Or: Slowly waking up to the best view in the world
The horn reverberates in my ears and drowns out the seagulls, as some of my fellow commuters and I scramble to get onto our daily mode of transportation on time—take-away coffee in one hand, ticket in the other.
I cast a grateful glance at the operator who shuts the gate behind me with a clank. Made it.
Still panting from my sneaker-sprint (with my heels tucked firmly into my handbag), I walk past the line-up at the kiosk in search of a nice spot, but inside every single seat has been taken. Freshly showered and neatly pressed business men and women, many of whom have been up since the crack of dawn to do their daily workouts on the beach, fill row after row of seats. That familiar smell—of ocean and fish and people’s sweat soaked into the upholstery, mixed with a hint of coffee and whiffs of expensive cologne and perfume—fills my nostrils.
As the ferry pulls away from the quay, I manage to score a seat outside. It’s a beautiful morning of what promises to be another hot day. A light ocean breeze caresses my face and the sun turns the water into a bedazzled, undulating blanket. I put my sunglasses on and take in the view.
I can’t think of a better way to start the day—sipping my coffee, slowly allowing my body to wake up, and preparing my head for another busy day in the office; all whilst the most beautiful view in the world passes before me. In the distance, past the anchored boats bobbing in the harbour, I see the yacht club and the beautiful waterfront properties that surround it. A long string of dwellings, topped off by the round apartment building that must have the most amazing views, then makes way for the unadulterated beauty of the Coves, where invisible little Fairy Penguins scurry around by the water’s edge and a few early birds canoe their way through the bliss.
North Head majestically dips its feet into the Pacific Ocean and keeps tabs on South Head across the water. Together they guard the swell that flows through, like giant watchmen, granting passage to an array of delightful creatures. It won’t be the first time that the captain will have to cut the engine because a whale and its calf are frolicking in the waves close by, or a pod of dolphins teasingly decides to accompany us for a while.
The swell picks up and I gaze into the distance, past the Heads, at the point where the water meets the sky and they hazily blur into one. I inhale deeply and focus on the soothing movement of the boat, the rushing sound of the hull cutting through the waves, and suddenly I’m meditating without even trying. Everything falls away and only the moment remains.
Then the man beside me flips another page of his Sydney Morning Herald, sending a whiff of newspaper smell my way, and breaks the spell. I decide to keep the current affairs at bay for a little while longer and try to make out the faraway wealth that’s on display in Watsons Bay, Vaucluse, Rose Bay and Point Piper.
The ferry slowly follows the bend in the harbour, and as it heads towards Garden Island and Fort Denison I prepare myself for the favourite moment of my daily trip. I don’t have to move, I don’t have to do anything—I just have to sit and wait until the ferry takes a left, just before the Sydney Harbour Bridge.

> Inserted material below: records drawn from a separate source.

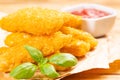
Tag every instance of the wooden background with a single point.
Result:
(113, 73)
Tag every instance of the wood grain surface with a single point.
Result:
(113, 73)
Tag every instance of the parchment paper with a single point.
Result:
(107, 51)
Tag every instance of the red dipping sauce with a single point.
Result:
(90, 13)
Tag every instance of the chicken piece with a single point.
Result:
(38, 21)
(47, 44)
(2, 50)
(12, 57)
(81, 35)
(77, 47)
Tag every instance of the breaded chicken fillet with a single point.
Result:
(38, 21)
(47, 44)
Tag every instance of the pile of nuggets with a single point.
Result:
(50, 31)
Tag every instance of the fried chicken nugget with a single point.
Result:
(12, 57)
(47, 44)
(81, 35)
(77, 47)
(38, 21)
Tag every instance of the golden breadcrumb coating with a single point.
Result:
(2, 50)
(38, 21)
(47, 44)
(81, 35)
(77, 47)
(13, 57)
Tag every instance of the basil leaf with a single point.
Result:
(63, 59)
(23, 71)
(48, 70)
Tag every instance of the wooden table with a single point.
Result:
(96, 74)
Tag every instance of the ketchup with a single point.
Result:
(90, 13)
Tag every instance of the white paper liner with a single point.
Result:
(107, 51)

And there it is, with its cascading, shell-like rooftops that shine brightly in the morning sun: The Sydney Opera House. My heart jumps a little as I watch it glide by, its halls dark and quiet, resting up after another night of auditory bliss. Designed by a Dane, treasured by the Australians, and admired by people from all over the world, this landmark is the cherry on the cake that is my morning commute.

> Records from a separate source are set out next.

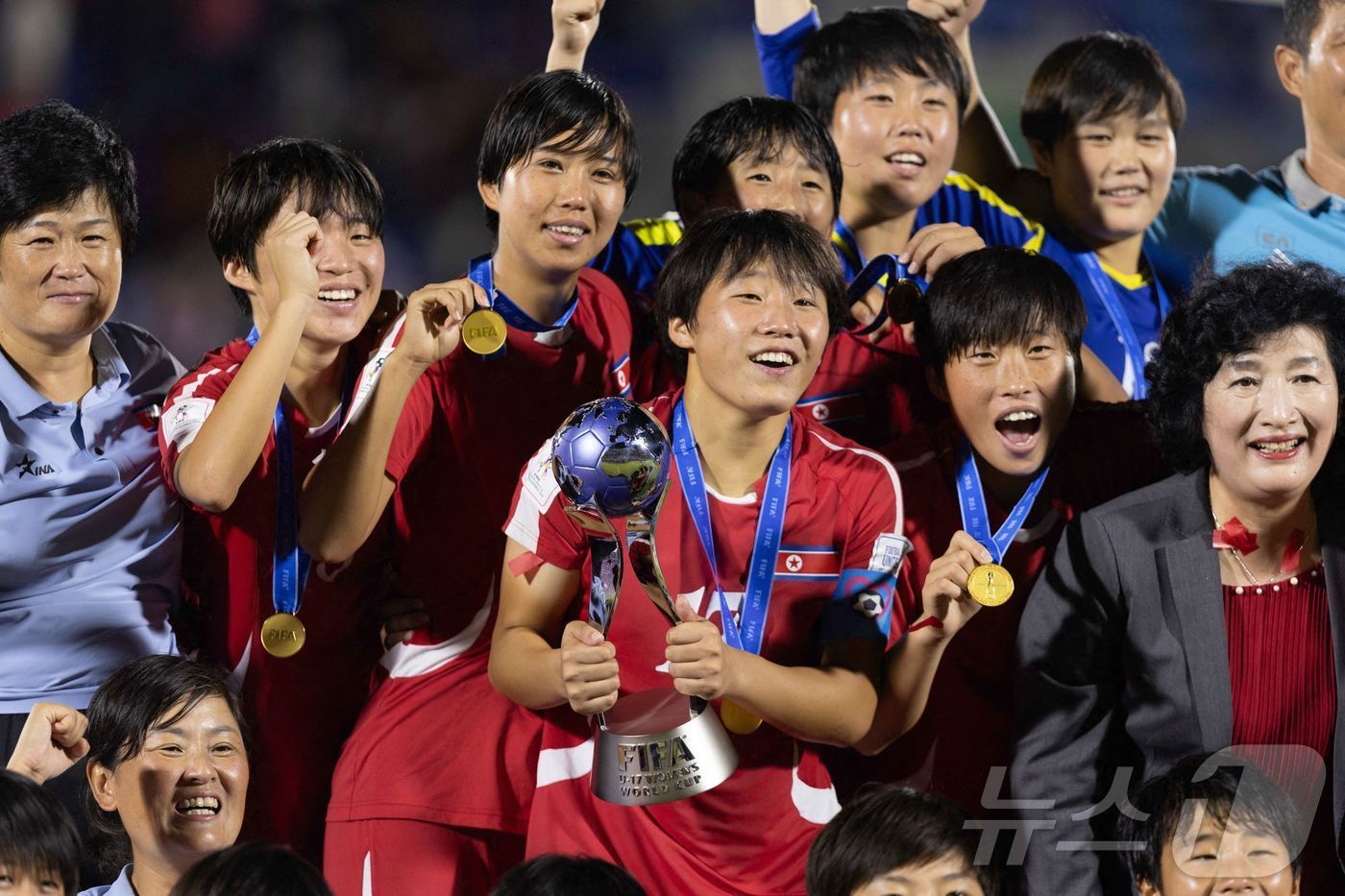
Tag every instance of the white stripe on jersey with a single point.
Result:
(564, 763)
(883, 462)
(407, 661)
(817, 805)
(538, 490)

I take a deep breath and gear up to blend in with the crowd and the Circular Quay morning madness, but before I am swallowed up by the anonymity of the City, I look over my shoulder and take a mental picture of what I see. The Sydney Harbour Bridge to my left, and the Sydney Opera House to my right.
What a lucky girl I am.
I wrote this post as part of the Writing 101 blogging challenge. The assignment was to “write about a loss: something (or someone) that was part of your life, and isn’t any more.”
I am lucky enough to count this experience as one of the most treasured from my twenties, when I lived in Sydney, worked hard and played hard, and marriage and kids weren’t even a speck on the horizon yet.
I now live on the other side of the world, as a happily married woman and a mother of three who’s quickly approaching forty, and I wouldn’t trade my current life for anything. I know for a fact that I wouldn’t be able to sit on that same ferry now as carefree as I was back then. But I can draw on that memory for the rest of my life, and that makes me a lucky girl.